While on a playdate last weekend, the mom I was with and I were chatting about our kids and how their years at school went (they go to the same school).  The mom then said, “do you notice how clique-y the mothers are at the school?”  I don’t know what surprised me more, that she said what I was thinking or that she said it to ME, because I didn’t know if we were on THAT level yet.  Wow, YES!  Onward we went, and have exchanged texts about more playdates or even hanging out, just the two of us, to get drinks sometime.  So, I found someone else to chat with, who is going through similar situations as me, but it was accidental.

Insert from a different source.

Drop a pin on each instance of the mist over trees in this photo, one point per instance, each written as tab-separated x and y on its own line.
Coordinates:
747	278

Other moms and mom friends always seem to have other groups they are super close with.  You often hear them talking about what “they” all did when they had a party, or when they went out for someone’s birthday, or worse yet, you wonder why they aren’t somewhere they might have been (and where you are stuck, i.e. a kids birthday party – eye roll) and you see a check in on Facebook with all of their “group”.  I can’t help but be momentarily transported back into my 12 year old mindset, and wonder, do they really like me?  Or do they hang out with me when it’s convenient?

Usually the rational side takes over once I start thinking about all of this, again.  We all have busy lives, especially those of us with three kids (hell, one is a challenge!).  We have our own circles, our families, and just some me time we’d like to work into our busy 24/7 schedules.  I can usually quiet my nervous and anxiety-ridden side to a whisper, and move on after.  But man, it’s a tough world out there.  My 12 year old self had nothing on what it can be like for a mom to find friends!

I’ll continue to try to break through to others.  I’ve done it already a few times, and I plan to continue trying.  I might be that mom who randomly suggests your kid who is in my kid’s class at school come over for a play date, and offer to have wine for us.  And if we don’t click, no worries.  Just don’t put rude notes in my mailbox to top it off; I don’t think I can take that again.